I wanted to optimize the last blog, but the effect was not obvious. But remember the knowledge points.
The original intention is to move the calculation of domain defined in the previous blog to CPU, because the calculation of domain defined is the same for every kernel, so direct reading should further reduce the execution time of the kernel.
The original intention of my idea is to send this piece of data to the display memory and then to the register. The time to read from the register should be very fast, by which the time to calculate should be changed to the time to read. Of course, it should be questioned whether reading registers takes less time than computing, but for more complex calculations, I think direct reading should be faster than computing. For this part of the data, CPU computing should be faster than GPU. Of course, we should also consider the size of the data volume. It takes time to move from memory to display memory.
1.C++ code
.................. int ksize = 11; float sigma_d = 3.0; float *dkl = new float[ksize*ksize]; for (int i = -ksize/2; i <= ksize/2; i++){ for (int j = -ksize/2; j <= ksize/2; j++){ dkl[(i+ksize/2)*ksize + (j+ksize/2)] = -(i*i + j*j) / (2 * sigma_d*sigma_d); } } cl_mem d_dkl; d_dkl = clCreateBuffer(context, CL_MEM_READ_ONLY, ksize*ksize*sizeof(float), NULL,NULL); clEnqueueWriteBuffer(commandQueue, d_dkl, CL_TRUE, 0, ksize*ksize*sizeof(float), dkl, 0, NULL, NULL); ........................ errNum |= clSetKernelArg(kernel, 2, sizeof(cl_mem), &d_dkl); errNum |= clSetKernelArg(kernel, 3, sizeof(cl_mem), &ksize); ........................ delete[] dkl; ...................

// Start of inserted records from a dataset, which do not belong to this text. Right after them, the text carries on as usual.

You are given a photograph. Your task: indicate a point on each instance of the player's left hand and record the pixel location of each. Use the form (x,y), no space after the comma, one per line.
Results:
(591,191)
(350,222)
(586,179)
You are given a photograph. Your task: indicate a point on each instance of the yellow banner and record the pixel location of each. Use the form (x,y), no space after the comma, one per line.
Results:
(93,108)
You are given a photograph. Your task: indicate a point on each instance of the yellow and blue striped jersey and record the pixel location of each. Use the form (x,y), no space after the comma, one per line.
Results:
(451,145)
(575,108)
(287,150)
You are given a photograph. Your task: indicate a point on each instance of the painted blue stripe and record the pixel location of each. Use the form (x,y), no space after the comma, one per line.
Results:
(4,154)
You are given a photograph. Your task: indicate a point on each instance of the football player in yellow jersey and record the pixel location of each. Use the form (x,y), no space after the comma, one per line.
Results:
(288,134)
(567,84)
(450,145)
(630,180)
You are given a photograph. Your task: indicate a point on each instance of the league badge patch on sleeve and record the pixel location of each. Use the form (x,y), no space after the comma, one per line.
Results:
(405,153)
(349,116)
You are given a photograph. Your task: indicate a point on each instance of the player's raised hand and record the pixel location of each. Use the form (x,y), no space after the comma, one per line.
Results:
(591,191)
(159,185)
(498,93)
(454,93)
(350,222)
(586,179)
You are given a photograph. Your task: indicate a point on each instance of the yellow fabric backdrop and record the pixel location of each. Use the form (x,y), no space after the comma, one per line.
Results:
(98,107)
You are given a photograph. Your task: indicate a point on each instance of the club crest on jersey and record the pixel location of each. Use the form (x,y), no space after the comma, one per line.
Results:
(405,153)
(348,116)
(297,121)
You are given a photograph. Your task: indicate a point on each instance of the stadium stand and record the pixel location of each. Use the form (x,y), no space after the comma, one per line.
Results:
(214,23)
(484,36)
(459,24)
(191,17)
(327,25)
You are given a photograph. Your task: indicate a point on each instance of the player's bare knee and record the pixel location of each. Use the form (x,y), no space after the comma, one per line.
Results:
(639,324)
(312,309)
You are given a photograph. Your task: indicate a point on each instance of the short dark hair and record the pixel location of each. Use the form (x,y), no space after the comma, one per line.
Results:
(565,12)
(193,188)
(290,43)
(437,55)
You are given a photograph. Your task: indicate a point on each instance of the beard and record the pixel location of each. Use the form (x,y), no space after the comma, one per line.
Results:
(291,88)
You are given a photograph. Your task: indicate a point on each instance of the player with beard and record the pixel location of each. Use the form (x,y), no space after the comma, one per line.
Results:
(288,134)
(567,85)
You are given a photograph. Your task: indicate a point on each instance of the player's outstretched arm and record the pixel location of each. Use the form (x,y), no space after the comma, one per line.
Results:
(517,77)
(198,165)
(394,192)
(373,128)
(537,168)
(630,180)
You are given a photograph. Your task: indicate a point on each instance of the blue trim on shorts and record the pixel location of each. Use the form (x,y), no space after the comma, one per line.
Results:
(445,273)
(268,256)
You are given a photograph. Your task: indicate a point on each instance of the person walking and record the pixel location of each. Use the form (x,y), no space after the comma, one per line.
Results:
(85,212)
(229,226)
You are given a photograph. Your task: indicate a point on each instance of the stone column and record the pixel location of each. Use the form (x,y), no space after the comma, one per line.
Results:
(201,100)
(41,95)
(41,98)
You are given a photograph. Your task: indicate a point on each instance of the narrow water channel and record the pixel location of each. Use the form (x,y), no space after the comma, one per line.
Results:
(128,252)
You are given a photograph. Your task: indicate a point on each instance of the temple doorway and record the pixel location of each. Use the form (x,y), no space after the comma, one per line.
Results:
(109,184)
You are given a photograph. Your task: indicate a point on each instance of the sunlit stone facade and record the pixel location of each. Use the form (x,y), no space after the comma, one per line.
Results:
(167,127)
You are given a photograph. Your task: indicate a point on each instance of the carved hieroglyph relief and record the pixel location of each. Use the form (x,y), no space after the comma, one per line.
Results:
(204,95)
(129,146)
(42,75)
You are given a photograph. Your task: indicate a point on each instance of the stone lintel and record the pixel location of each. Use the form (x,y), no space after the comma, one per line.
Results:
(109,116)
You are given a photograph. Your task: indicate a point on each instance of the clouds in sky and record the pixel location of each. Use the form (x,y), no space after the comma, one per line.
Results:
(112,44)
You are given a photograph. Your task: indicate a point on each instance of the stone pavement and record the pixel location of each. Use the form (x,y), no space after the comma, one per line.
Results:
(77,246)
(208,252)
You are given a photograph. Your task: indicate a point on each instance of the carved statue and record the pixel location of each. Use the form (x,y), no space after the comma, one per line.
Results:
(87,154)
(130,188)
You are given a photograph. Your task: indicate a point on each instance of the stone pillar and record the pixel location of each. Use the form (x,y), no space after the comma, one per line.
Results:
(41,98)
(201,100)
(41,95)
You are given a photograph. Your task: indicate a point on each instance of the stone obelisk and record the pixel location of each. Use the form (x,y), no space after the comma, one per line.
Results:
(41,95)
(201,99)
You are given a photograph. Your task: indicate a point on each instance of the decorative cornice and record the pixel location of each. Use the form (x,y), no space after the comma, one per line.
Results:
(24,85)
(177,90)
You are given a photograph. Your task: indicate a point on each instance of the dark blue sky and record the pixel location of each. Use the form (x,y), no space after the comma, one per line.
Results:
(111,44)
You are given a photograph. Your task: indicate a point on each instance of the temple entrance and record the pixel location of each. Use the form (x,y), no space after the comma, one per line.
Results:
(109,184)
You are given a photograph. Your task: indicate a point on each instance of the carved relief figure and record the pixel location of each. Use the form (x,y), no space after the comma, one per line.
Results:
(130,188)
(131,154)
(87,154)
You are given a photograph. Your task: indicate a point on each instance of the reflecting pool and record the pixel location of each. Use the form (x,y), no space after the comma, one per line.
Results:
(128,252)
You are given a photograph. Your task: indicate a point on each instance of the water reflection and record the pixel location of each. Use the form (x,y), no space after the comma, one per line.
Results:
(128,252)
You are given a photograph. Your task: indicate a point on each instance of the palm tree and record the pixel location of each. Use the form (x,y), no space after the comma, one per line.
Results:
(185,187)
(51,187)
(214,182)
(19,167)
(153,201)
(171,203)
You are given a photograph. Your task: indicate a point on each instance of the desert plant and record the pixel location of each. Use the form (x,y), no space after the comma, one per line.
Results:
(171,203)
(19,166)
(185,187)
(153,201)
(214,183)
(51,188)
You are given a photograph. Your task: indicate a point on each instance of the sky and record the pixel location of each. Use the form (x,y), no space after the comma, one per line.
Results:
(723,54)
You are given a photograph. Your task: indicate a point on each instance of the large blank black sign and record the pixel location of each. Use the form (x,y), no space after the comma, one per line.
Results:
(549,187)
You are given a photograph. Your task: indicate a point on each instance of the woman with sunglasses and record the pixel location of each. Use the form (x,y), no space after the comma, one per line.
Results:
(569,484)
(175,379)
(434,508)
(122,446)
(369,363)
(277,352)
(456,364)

This is mainly the use of clCreateBuffer function and clEnqueueWriteBuffer function.
2.kernel code
const sampler_t sampler = CLK_ADDRESS_CLAMP_TO_EDGE | CLK_FILTER_NEAREST; kernel void bilateralBlur(read_only image2d_t src, write_only image2d_t dst, __constant float* dkl, int ksize) { int x = (int)get_global_id(0); int y = (int)get_global_id(1); if (x >= get_image_width(src) || y >= get_image_height(src)) return; float sigma_d = 3.0; float sigma_r = 0.1; float4 fij = read_imagef(src, sampler, (int2)(x, y)); float alpha = 0.2; float4 fkl; float4 rkl; float4 wkl; int index = 0; float4 numerator = (float4)(0.0f,0.0f,0.0f,0.0f); float4 denominator = (float4)(1.0f, 1.0f, 1.0f, 1.0f); for (int K = -ksize / 2; K <= ksize / 2; K++) { for (int L = -ksize / 2; L <= ksize / 2; L++) { fkl = read_imagef(src, sampler, (int2)(x + K, y + L)); rkl.x = -(fij.x - fkl.x)*(fij.x - fkl.x) / (2 * sigma_r*sigma_r); rkl.y = -(fij.y - fkl.y)*(fij.y - fkl.y) / (2 * sigma_r*sigma_r); rkl.z = -(fij.z - fkl.z)*(fij.z - fkl.z) / (2 * sigma_r*sigma_r); wkl.x = exp(-dkl[index] + rkl.x); wkl.y = exp(-dkl[index] + rkl.y); wkl.z = exp(-dkl[index] + rkl.z); index++; numerator.x += fkl.x * wkl.x; numerator.y += fkl.y * wkl.y; numerator.z += fkl.z * wkl.z; denominator.x += wkl.x; denominator.y += wkl.y; denominator.z += wkl.z; } } float4 gij = (float4)(0.0f, 0.0f, 0.0f, 1.0f); if (denominator.x > 0 && denominator.y > 0 && denominator.z) { gij.x = numerator.x / denominator.x; gij.y = numerator.y / denominator.y; gij.z = numerator.z / denominator.z; gij.x = fij.x*alpha + gij.x*(1.0 - alpha); gij.y = fij.y*alpha + gij.y*(1.0 - alpha); gij.z = fij.z*alpha + gij.z*(1.0 - alpha); } write_imagef(dst, (int2)(x, y), gij); }
Compared with the code of the previous blog, the main thing is to change the calculation of dkl to read, and ksize is also passed in through parameters.
3. results
Compared with the previous 3.42ms, there is a few milliseconds of optimization. However, considering CPU calculations, the optimization should be smaller, either not, or slightly worse.
Of course, my calculation here is simple, for complex calculations, we should still consider this optimization method.
The next step is to consider memory optimization and increase granularity.